Conservative Leader Tim Hudak said the government has lost sight of ratepayers’ ability to pay electricity bills.
“We need to take a different path when it comes to energy policy in the province of Ontario — one that puts the consumer as the focus,” he told reporters at Queen’s Park.
“The families and homeowners and businesses that pay the bills should be the predominant thing everybody thinks about on energy policy,” Hudak told reporters at Queen’s Park.
Price, after a 12 per cent jump in recent years, isn’t the only question mark hanging over the plan.
The province will have to build new nuclear plants to replace aging units at the Pickering station, if nuclear is to be kept at its current level.
The province’s first choice would be to buy them from Atomic Energy of Canada Ltd., which is based in Ontario and has built all its other reactors.
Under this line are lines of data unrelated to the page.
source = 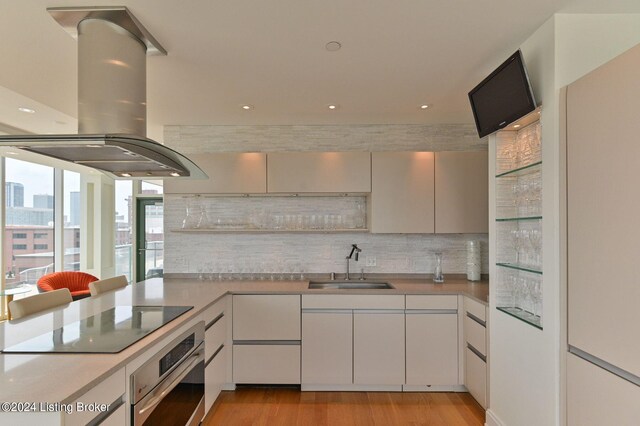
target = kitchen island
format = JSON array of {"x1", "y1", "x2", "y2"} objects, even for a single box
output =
[{"x1": 0, "y1": 276, "x2": 488, "y2": 424}]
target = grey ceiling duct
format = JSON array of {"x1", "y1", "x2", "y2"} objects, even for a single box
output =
[{"x1": 0, "y1": 6, "x2": 206, "y2": 179}]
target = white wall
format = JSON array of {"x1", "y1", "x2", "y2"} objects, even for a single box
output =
[{"x1": 488, "y1": 13, "x2": 640, "y2": 426}]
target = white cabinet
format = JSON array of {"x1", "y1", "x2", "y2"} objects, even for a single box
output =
[
  {"x1": 164, "y1": 153, "x2": 267, "y2": 194},
  {"x1": 233, "y1": 344, "x2": 301, "y2": 384},
  {"x1": 232, "y1": 295, "x2": 301, "y2": 384},
  {"x1": 405, "y1": 295, "x2": 459, "y2": 387},
  {"x1": 353, "y1": 311, "x2": 405, "y2": 385},
  {"x1": 203, "y1": 297, "x2": 228, "y2": 414},
  {"x1": 302, "y1": 311, "x2": 353, "y2": 385},
  {"x1": 63, "y1": 368, "x2": 126, "y2": 426},
  {"x1": 301, "y1": 295, "x2": 405, "y2": 390},
  {"x1": 267, "y1": 152, "x2": 371, "y2": 193},
  {"x1": 434, "y1": 151, "x2": 488, "y2": 233},
  {"x1": 371, "y1": 152, "x2": 435, "y2": 233},
  {"x1": 465, "y1": 346, "x2": 487, "y2": 408},
  {"x1": 462, "y1": 297, "x2": 488, "y2": 409},
  {"x1": 205, "y1": 345, "x2": 227, "y2": 413},
  {"x1": 233, "y1": 295, "x2": 301, "y2": 340},
  {"x1": 566, "y1": 42, "x2": 640, "y2": 378},
  {"x1": 567, "y1": 353, "x2": 640, "y2": 426}
]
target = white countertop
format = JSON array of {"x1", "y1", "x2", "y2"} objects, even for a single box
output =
[{"x1": 0, "y1": 277, "x2": 488, "y2": 404}]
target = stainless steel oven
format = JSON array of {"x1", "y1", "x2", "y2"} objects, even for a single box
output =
[{"x1": 131, "y1": 322, "x2": 205, "y2": 426}]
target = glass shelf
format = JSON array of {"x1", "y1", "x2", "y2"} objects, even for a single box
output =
[
  {"x1": 496, "y1": 216, "x2": 542, "y2": 222},
  {"x1": 497, "y1": 306, "x2": 543, "y2": 330},
  {"x1": 496, "y1": 161, "x2": 542, "y2": 178},
  {"x1": 496, "y1": 263, "x2": 542, "y2": 275}
]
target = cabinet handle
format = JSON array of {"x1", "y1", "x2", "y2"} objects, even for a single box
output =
[
  {"x1": 466, "y1": 312, "x2": 486, "y2": 327},
  {"x1": 206, "y1": 312, "x2": 224, "y2": 330},
  {"x1": 467, "y1": 343, "x2": 487, "y2": 362}
]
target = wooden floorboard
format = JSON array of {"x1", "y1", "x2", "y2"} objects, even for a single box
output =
[{"x1": 203, "y1": 388, "x2": 485, "y2": 426}]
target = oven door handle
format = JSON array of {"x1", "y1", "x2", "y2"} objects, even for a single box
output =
[{"x1": 137, "y1": 347, "x2": 204, "y2": 416}]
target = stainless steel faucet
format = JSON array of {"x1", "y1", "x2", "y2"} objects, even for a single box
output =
[{"x1": 345, "y1": 244, "x2": 362, "y2": 280}]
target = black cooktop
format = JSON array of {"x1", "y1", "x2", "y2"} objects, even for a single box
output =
[{"x1": 1, "y1": 305, "x2": 193, "y2": 354}]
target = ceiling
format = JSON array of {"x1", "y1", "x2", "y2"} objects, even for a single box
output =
[{"x1": 1, "y1": 0, "x2": 639, "y2": 139}]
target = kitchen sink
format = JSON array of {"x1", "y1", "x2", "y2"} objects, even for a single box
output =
[{"x1": 308, "y1": 281, "x2": 395, "y2": 290}]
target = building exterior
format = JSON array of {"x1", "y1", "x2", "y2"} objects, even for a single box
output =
[
  {"x1": 33, "y1": 194, "x2": 54, "y2": 209},
  {"x1": 5, "y1": 182, "x2": 24, "y2": 207}
]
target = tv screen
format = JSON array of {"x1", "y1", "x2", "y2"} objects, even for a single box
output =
[{"x1": 468, "y1": 50, "x2": 536, "y2": 138}]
But since the federal government has put the company up for sale, its fate is uncertain.
And the plan has another question mark: How new is it, really?
The plan kicks off a second attempt by the Liberals to chart a long-term plan for the province.
The power authority produced a massive strategy document in 2007, but the province sidetracked it the next year, and it was never formally adopted.
Jan Carr, who led the power authority when it produced the 2007 plan, wonders how the new plan will differ from the old.
Carr said a key element of any new plan, and one often overlooked, is the need for new transmission wires. He’s curious to see how, or it, that will be addressed.
Wind and solar developments in far-flung locations has to be moved to where the customers are, he noted. That means stringing more wires.
“Transmission is a very unpopular type of infrastructure to build,” said Carr. “No one wants you to build it. No one.”
While the Liberals try to sell the long-term benefits of green power, they’re also worrying about the short-term damage of high power prices.
Just recently, they announced a 10 per cent rebate on electricity bills for households and small businesses. That neatly offsets the 8 per cent jump in hydro bills that was tacked on May 1 when the HST came into force.
Now, the government has decided to ease energy cost hikes by giving consumers on time of use rates an extra two hours of low, off-peak rates. The low rate will kick in at 7 p.m. instead of 9 p.m.
Bruce Sharp of Aegent Energy Advisors estimates a 7 per cent increase during the remaining hours of the day would be needed to take up the slack. He calculates that could be done by increasing peak rates to 10.7 cents a kilowatt hour from 9.9 cents, and mid-peak rates to 8.7 cents from 8.1 cents.